Those pledge drives just won’t be the same without her signature New York harangue, but KCRW general manager Ruth Seymour has announced she will retire at the end of February after 32 years in the post.
The public radio station reported the news on the air on Wednesday morning.
A local public radio pioneer, Seymour built the station, an affiliate of National Public Radio, into a nationally recognized magnet for radio talent – which included hiring such tastemakers as music programmers Chris Douridas, Nic Harcourt and film aficionado Elvis Mitchell.
She is also known as having a feisty temperment and a highly personal, spur-of-the-moment style, one that has led to some high-profile arguments (notably with humorist Sandra Tsing Loh) and the nickname, "Lady of the Iron Whim."
In a letter to employees Tuesday night and one to station supporters going out Wednesday morning that were obtained by LAObserved.com, Seymour said after 32 years, she was leaving the station on an up note.
Seymour and her then-husband, Jack Hirschman, were early public radio programmers in the early 1960s, at KPFK.
A profile of her at Current.org recalled that after two years, they "left for Europe and embraced the bohemian lifestyle.
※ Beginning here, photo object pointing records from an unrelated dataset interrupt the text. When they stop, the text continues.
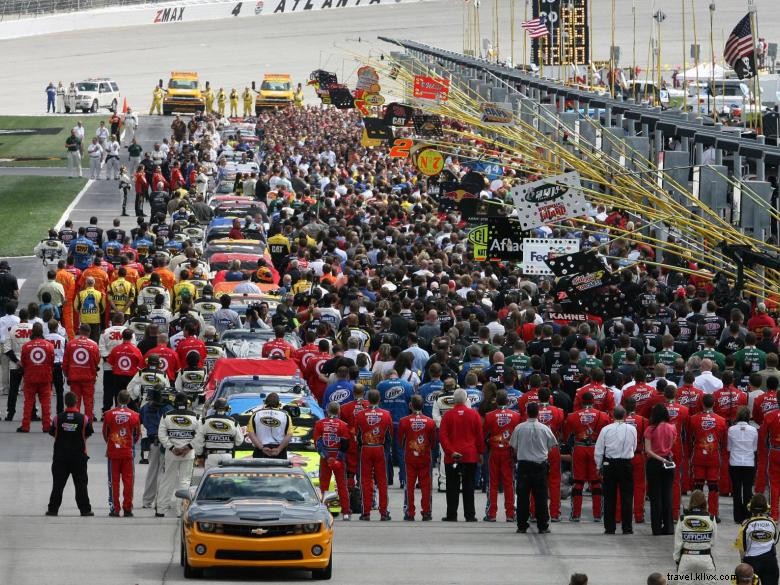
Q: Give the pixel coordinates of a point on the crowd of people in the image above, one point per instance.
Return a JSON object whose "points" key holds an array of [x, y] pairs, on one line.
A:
{"points": [[412, 347]]}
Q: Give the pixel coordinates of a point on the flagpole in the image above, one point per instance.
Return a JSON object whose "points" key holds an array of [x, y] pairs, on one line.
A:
{"points": [[685, 64], [753, 9]]}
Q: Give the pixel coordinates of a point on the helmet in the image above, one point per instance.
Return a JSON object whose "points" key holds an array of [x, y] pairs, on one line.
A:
{"points": [[221, 405]]}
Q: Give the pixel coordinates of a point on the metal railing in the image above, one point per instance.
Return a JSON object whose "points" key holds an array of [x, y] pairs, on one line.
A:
{"points": [[17, 9]]}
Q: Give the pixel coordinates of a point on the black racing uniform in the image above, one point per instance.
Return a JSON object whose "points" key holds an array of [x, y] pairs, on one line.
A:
{"points": [[70, 430]]}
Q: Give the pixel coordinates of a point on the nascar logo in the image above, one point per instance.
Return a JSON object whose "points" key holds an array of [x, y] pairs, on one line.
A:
{"points": [[394, 392], [339, 396], [80, 356], [38, 356], [707, 424], [124, 363], [418, 424]]}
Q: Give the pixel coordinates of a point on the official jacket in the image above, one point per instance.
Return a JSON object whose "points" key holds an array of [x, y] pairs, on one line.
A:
{"points": [[178, 428], [218, 433]]}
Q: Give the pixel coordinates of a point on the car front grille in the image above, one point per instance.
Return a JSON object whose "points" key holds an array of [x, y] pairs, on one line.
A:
{"points": [[258, 555], [245, 530]]}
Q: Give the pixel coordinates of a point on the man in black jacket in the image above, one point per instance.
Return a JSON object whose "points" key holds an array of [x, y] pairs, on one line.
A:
{"points": [[70, 430]]}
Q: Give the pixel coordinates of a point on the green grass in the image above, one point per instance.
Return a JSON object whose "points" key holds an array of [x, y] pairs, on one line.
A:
{"points": [[40, 150], [30, 207]]}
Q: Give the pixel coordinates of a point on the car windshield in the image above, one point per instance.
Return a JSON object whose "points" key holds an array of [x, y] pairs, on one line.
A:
{"points": [[234, 387], [728, 90], [275, 86], [183, 84], [291, 487]]}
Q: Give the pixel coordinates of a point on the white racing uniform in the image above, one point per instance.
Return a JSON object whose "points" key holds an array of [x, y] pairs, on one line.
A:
{"points": [[146, 380], [178, 428], [191, 382], [50, 250], [694, 538], [217, 437]]}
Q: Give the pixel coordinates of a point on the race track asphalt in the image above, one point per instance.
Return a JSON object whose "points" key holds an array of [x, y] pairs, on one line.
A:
{"points": [[231, 53]]}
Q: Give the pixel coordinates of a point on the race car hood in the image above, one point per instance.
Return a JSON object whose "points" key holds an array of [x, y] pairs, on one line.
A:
{"points": [[254, 511]]}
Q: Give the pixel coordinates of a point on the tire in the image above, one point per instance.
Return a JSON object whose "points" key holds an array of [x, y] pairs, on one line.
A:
{"points": [[189, 571], [324, 574]]}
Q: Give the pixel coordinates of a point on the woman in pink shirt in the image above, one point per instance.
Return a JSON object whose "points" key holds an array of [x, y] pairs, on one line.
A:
{"points": [[660, 437]]}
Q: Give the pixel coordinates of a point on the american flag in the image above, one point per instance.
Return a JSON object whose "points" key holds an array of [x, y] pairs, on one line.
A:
{"points": [[537, 27], [740, 42]]}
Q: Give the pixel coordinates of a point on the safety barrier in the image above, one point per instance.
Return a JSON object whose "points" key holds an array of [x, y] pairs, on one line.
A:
{"points": [[169, 14]]}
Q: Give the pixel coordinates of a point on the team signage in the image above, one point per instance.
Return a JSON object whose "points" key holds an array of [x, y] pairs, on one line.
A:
{"points": [[497, 114], [536, 251], [569, 38], [549, 200], [431, 88]]}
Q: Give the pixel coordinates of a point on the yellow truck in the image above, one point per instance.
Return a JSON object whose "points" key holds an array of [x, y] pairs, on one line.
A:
{"points": [[183, 94], [276, 91]]}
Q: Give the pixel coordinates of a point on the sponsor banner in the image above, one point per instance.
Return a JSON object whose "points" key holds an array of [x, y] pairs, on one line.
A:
{"points": [[431, 88], [171, 13], [549, 200], [536, 251], [497, 114]]}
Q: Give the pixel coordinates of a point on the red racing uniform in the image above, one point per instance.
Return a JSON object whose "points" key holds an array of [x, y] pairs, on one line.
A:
{"points": [[644, 395], [277, 348], [169, 361], [498, 427], [707, 440], [727, 401], [347, 413], [125, 359], [312, 374], [332, 436], [121, 431], [37, 363], [188, 344], [584, 426], [679, 416], [763, 405], [374, 428], [301, 355], [80, 364], [689, 396], [603, 400], [638, 466], [769, 459], [417, 436], [553, 417]]}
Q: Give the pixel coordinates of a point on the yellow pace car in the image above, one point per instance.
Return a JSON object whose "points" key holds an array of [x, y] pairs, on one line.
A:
{"points": [[256, 513]]}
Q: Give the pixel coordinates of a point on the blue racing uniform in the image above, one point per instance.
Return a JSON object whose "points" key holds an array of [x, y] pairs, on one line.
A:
{"points": [[82, 249], [396, 394]]}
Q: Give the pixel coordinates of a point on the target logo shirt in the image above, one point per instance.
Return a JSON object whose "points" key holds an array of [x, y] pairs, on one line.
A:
{"points": [[38, 361], [81, 360], [125, 359]]}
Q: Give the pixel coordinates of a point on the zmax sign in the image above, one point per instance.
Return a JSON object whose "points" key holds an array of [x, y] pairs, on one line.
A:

She returned to the station in 1971, became program director and survived Pacifica’s withering internal politics until 1977, when she says she and general manager Will Lewis were driven out in one of the network’s all-too-familiar coups."
After that, Santa Monica College hired Seymour to resuscitate KCRW, which at the time was an eclectic-format station sitting on a middle school playground. "You opened the door from the swings into the studio," she told Current.
The station’s licensee, Santa Monica College, has begun the search for Seymour’s replacement.